Back to share incentive schemes,the EMI scheme eligibility criteria have been extended significantly. It has been designed to support scale-ups as well as start-ups. For us, this means that EMI scheme valuations will be performed on companies that are more mature. As night follows day this means EMI valuation exercises will become more complicated. Establishing the equity value in a company that may have large sales but no profits, more complicated cap tables with a wider variety of shares and share classes, more labyrinthine articles of association and additional waterfall layers, let alone being heavily indebted, will mean you cannot turn out a valuation using an online tool in a day. We are anticipating some pretty robust debates around AMV and UMV. As always, we want to be having those debates with clients, to avoid the clients having them with HMRC!

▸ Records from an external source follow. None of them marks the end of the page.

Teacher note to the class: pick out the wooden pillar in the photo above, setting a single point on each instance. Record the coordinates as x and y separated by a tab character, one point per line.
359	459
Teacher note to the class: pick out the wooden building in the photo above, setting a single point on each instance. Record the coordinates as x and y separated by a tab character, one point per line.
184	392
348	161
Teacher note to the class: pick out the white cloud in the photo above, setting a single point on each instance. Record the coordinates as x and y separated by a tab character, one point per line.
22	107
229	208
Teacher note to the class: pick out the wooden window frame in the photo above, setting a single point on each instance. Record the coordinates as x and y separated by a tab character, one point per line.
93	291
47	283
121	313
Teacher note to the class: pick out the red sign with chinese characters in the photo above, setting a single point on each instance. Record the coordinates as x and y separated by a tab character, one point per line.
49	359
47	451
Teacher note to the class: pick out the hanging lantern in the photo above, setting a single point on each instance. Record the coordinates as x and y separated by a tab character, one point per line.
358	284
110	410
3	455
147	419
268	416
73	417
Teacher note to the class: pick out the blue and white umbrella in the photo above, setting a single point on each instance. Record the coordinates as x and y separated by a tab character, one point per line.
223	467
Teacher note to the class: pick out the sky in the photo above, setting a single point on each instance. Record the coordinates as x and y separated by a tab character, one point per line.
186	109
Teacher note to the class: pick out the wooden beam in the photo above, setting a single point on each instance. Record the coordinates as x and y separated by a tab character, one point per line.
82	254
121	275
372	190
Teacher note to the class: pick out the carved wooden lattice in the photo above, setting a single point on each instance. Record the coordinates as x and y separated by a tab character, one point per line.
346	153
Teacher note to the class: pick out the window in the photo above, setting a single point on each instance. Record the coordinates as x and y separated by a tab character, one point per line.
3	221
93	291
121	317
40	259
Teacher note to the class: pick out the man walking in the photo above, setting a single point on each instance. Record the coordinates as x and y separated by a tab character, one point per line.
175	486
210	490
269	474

It may be worth starting to educate the market now that low values for AMV and UMV will no longer be a given. Let us know if it would help you if we joined a call or meeting to provide context for you and your colleagues, prior to them speaking to clients.
We are also anticipating that HMRC will be increasingly forensic in its analysis. This heightens the importance we are placing on sound assumptions, clear and well-presented arguments, and the highest quality of analysis, to ensure ultimate defensibility.
It is worth noting that the increase in the maximum option exercise period, from 10 years to 15 years, might result in a desire from clients to restructure their current schemes. However, this requires care – it’s not as simple as adding five years. Option pricing models will provide different valuation outputs, changing the value of the options.
Another interesting point that has emerged from the changes to EMI Schemes is that companies may decide to retire their unapproved share option schemes in favour of the more tax efficient EMI scheme. HMRC will regard this as a new EMI scheme application, requiring a re-valuation. It won’t be possible to simply switch the unapproved options into the EMI wrapper without considering this issue.
If the company has done well since the original scheme was set up, HMRC may argue that there has been an increase in the market value of the shares under option, which means the employee has a greater tax liability. We are not tax advisers – if you are not one yourself, it is probably worth reaching out to your specialist colleagues to make sure that everything has been considered in this area. However, ,we can help you to establish value prior to the tax talk if that would help.
We think there will be a greater need to get a valuation prepared to help the planning process around employee incentive schemes, rather than the current scenario where the valuation is used later to help get the scheme set up.